En ce qui me concerne, ce projet me parle particulièrement puisqu’il s’agit de conduite du changement : c’est ma spécialité pour accompagner les personnes, être à leur écoute pour proposer ensuite des améliorations.

 

Qu’est-ce que tu as appris dans ce projet ?

Pour moi, c’était un réel challenge. En arrivant en cours de projet, j’ai constaté que j’étais en relation avec une équipe composée de plusieurs entités et de personnes issues de différentes entreprises. Ainsi, j’ai appris à adapter au mieux mon discours en fonction des interlocuteurs. Par exemple, j’ai pu échanger avec des personnes retraitées dans certains cas familières avec le numérique, mais qui ne sont pas professionnelles pour autant.

J’ai également proposé d’utiliser de nouveaux outils car nous passions de réunions avec des outils de visioconférence, puis d’autres, à des appels téléphoniques. Il fallait pallier cette multiplication d’outils différents qui crée de la complexité. Et tout le monde a été très à l’écoute à ce sujet.  

J’ai appris également à être attentif aux bénévoles. Certains sont très impliqués mais il faut maintenir leur motivation.

 

Le numérique est-il porteur de réels avantages pour les citoyens ?

Oui, Solidarité Numérique permet de faciliter les démarches numériques pour les citoyens. Cela a amélioré les démarches consistant à envoyer des documents par Internet, car pendant le confinement, les services de La Poste ne pouvaient pas couvrir tous les besoins. De même, l’attestation de déplacement en ligne a généré de nombreuses demandes. Tout le monde n’a pas forcément accès à ce type d’outils au quotidien.  

 

Quel est l’avantage de disposer d’outils digitaux ?

Dans le cadre de la gestion de projet, ces outils sont utiles pour la communication entre les différents membres du projet. Les volontaires disposent d’un CRM pour pouvoir gérer le suivi des appelants ainsi que de nombreux outils spécifiques aux centres d’appels.

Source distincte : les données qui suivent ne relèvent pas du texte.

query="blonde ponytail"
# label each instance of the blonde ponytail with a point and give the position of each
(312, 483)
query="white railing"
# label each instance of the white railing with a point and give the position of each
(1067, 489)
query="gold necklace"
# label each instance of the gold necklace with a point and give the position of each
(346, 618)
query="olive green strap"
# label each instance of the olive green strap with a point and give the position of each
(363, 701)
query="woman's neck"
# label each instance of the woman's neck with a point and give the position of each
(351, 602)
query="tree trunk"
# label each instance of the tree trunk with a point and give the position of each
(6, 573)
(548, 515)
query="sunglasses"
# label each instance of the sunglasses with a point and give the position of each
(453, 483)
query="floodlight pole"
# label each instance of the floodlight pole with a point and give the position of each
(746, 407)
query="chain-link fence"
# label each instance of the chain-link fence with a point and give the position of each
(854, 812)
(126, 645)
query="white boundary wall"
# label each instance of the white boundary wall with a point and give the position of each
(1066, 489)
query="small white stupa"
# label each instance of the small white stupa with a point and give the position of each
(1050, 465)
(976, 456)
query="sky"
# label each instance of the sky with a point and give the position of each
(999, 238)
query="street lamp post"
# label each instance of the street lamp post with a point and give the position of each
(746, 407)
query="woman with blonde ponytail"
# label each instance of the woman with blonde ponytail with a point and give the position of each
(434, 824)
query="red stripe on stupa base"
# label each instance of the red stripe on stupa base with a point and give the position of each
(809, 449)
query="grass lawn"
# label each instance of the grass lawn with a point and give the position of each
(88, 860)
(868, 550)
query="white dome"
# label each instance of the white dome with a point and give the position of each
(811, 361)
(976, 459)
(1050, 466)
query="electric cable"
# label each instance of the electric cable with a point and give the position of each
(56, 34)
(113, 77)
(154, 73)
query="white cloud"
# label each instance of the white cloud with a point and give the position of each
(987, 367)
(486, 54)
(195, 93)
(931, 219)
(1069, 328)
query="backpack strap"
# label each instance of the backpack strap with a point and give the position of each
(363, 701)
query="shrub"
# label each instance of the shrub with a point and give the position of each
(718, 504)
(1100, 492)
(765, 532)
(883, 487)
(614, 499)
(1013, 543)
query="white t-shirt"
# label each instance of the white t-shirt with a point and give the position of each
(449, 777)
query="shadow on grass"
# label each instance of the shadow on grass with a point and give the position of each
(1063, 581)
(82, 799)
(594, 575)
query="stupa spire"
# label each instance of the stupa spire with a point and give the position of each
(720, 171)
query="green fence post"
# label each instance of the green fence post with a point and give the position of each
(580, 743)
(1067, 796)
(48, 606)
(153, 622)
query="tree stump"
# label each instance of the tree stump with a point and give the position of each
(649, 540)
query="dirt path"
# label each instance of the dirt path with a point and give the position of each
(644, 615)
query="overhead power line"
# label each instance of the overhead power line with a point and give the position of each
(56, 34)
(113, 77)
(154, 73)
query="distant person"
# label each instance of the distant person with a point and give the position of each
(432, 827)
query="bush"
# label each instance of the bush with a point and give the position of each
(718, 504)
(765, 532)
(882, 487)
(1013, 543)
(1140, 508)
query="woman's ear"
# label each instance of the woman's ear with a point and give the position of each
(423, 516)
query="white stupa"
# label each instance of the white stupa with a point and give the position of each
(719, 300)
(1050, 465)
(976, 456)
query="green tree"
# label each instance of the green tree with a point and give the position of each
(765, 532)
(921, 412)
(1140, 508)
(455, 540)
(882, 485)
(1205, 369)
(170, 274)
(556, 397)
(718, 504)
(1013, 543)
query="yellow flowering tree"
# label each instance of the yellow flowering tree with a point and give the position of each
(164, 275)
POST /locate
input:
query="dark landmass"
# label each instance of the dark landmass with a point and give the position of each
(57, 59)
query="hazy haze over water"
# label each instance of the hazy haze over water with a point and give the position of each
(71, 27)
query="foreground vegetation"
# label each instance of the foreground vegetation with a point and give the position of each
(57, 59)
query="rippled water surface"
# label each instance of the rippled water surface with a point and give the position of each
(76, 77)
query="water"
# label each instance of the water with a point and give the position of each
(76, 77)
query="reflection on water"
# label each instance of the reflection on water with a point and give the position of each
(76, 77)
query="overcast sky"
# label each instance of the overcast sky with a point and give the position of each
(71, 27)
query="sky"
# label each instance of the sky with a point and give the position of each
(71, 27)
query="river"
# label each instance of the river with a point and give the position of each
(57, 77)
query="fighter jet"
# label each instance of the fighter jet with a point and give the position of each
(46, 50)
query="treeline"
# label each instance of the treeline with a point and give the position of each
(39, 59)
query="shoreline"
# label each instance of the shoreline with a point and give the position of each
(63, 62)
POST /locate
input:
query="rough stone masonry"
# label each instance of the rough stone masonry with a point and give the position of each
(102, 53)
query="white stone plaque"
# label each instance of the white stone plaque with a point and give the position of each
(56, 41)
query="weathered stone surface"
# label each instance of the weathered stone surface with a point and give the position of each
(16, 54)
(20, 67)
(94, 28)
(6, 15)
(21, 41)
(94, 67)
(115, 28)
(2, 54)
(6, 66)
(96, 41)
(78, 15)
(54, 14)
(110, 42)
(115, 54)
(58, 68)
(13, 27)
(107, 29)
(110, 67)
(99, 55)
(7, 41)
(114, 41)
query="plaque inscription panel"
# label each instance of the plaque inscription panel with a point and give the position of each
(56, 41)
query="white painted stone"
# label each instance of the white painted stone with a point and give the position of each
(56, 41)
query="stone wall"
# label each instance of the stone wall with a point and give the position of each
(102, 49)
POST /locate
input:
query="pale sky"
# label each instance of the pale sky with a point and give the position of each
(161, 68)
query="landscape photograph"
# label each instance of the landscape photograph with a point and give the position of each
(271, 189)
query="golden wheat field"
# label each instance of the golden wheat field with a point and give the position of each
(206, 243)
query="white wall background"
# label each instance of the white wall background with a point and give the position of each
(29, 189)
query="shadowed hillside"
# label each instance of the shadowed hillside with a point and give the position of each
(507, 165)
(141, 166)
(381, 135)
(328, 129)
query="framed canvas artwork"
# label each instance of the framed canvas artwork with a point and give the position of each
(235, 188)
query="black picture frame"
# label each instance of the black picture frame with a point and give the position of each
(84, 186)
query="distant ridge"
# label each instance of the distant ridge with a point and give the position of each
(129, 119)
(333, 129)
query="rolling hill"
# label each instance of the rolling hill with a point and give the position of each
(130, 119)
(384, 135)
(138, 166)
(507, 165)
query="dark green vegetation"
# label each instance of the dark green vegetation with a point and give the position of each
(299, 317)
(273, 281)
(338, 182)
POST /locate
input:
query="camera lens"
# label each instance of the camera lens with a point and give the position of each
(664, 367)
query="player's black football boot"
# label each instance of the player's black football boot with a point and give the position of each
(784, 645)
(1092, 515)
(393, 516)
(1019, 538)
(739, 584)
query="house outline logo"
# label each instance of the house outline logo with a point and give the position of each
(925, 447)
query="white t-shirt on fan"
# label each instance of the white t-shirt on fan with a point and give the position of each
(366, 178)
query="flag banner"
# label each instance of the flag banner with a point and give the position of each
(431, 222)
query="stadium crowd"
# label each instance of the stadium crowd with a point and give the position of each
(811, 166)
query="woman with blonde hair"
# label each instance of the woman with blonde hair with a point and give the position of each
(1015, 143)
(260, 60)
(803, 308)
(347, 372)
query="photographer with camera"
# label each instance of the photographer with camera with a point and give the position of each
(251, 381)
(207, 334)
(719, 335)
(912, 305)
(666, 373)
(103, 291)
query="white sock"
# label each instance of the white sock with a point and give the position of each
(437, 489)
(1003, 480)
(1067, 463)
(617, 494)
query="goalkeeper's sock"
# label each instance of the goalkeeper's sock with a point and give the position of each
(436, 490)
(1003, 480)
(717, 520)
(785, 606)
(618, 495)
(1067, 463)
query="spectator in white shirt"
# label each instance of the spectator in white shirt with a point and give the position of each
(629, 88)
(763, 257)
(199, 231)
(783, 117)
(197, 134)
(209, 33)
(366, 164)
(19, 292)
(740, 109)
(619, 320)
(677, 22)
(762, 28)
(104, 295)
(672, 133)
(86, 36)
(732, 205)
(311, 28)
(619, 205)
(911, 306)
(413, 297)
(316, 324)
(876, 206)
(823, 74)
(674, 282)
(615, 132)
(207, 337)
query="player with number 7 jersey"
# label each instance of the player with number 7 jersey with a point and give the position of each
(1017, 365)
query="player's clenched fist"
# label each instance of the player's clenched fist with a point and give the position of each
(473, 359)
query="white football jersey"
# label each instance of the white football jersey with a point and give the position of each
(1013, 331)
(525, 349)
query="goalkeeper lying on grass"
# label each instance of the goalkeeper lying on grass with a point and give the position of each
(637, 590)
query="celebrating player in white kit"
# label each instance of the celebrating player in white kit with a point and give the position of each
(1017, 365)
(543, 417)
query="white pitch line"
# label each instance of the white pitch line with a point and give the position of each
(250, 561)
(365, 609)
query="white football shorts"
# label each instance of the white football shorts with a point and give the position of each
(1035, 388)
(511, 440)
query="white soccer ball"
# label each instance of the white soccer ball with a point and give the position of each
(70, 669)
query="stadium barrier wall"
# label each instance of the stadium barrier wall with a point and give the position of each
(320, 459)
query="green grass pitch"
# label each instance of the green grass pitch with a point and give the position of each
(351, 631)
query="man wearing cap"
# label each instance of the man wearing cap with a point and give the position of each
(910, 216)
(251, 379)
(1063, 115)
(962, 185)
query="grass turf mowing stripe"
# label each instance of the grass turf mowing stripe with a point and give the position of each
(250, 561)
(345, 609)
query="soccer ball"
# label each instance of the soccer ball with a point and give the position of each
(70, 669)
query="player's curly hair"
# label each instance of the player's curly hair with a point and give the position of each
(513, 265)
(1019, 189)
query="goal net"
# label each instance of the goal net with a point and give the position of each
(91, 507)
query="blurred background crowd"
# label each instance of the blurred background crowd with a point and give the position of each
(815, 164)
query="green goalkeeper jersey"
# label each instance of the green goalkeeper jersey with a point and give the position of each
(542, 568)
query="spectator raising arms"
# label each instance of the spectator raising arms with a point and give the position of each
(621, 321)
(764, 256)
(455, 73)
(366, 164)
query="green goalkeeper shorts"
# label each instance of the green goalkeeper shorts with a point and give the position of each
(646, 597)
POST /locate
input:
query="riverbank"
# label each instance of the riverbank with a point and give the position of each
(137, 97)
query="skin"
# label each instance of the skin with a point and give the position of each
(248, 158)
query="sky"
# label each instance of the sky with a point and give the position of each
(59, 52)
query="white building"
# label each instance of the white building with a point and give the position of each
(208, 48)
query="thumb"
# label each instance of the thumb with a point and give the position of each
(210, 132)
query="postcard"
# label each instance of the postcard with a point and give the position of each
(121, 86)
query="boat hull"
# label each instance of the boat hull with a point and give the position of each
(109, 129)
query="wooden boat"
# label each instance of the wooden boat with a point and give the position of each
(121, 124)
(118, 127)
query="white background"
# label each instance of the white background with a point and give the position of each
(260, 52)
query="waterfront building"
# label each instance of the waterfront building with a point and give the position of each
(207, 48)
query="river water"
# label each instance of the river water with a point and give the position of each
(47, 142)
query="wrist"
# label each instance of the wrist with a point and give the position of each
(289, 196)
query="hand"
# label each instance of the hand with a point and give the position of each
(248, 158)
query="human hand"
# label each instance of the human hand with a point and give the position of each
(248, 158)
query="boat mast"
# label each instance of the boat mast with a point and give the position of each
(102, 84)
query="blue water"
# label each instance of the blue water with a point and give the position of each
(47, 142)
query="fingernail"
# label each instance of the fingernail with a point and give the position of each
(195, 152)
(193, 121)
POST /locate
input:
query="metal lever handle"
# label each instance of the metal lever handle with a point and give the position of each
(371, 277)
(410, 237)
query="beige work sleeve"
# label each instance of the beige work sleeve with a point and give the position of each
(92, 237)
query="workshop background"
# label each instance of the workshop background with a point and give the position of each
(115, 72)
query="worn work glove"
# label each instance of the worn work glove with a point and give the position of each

Nous avions des canaux liés aux centres d’appel, certains spécifiques pour les questions récurrentes, tandis que d’autres étaient destinés aux personnes en charge du chat.

 

Quels étaient les rapports entre les membres de l’équipe ?

L’ambiance était très bonne. Nous savions comment motiver au mieux les nouveaux bénévoles dès leur arrivée, notamment par un ensemble de documents et d’outils de communication. J’étais d’ailleurs surpris de voir la rapidité avec laquelle les nouveaux arrivants arrivaient à être autonomes au bout de seulement 3 ou 4 jours et prendre la main sur les différents outils.

 

Se rendre utile, est-ce naturel pour toi ?

Oui, cela va de soi pour moi. Travailler en étroite relation avec mon projet professionnel m’a aussi conforté dans ce choix de m’impliquer pour Solidarité Numérique. Et pour moi, être seul chez soi pendant le confinement sans avoir le sentiment d’être utile est frustrant. J’ai voulu aider au mieux en encadrant la population des volontaires.

 

Quel est le souvenir qui t’a le plus marqué ?

Je pense par exemple à certains volontaires qui ont quitté le projet, très touchés de ne pouvoir continuer. En effet, certaines personnes sont très impliquées : elles ne gagnent rien si ce n’est le plaisir d’aider, et in fine avoir le sentiment de contribuer à délivrer quelqu’un de ses difficultés. Être en contact avec des personnes dévouées m’a touché.

 

Est-ce que ça a fait évoluer la vision de ton métier ?

Cela m’a permis de gagner en diplomatie. J’étais face à des interlocuteurs très différents, et il fallait en permanence adapter son discours.

La dimension humaine de la mission m’a amené à me positionner dessus. Car la conduite du changement est avant tout un enjeu humain, avant même d’aborder les outils ou de parler de stratégie. La plupart des gens sont réfractaires au changement, il faut trouver de bons arguments sans les frustrer. C’est aussi pour ces raisons que j’ai choisi la conduite du changement comme fil rouge de ce projet professionnel.

 

Es-tu sensible à l’enjeu de la fracture numérique ?

Oui, à titre personnel, je vois certaines personnes de mon entourage qui ne sont pas très proches du numérique. Cela m’a fait prendre conscience très tôt que d’autres peuvent être également dans cette situation.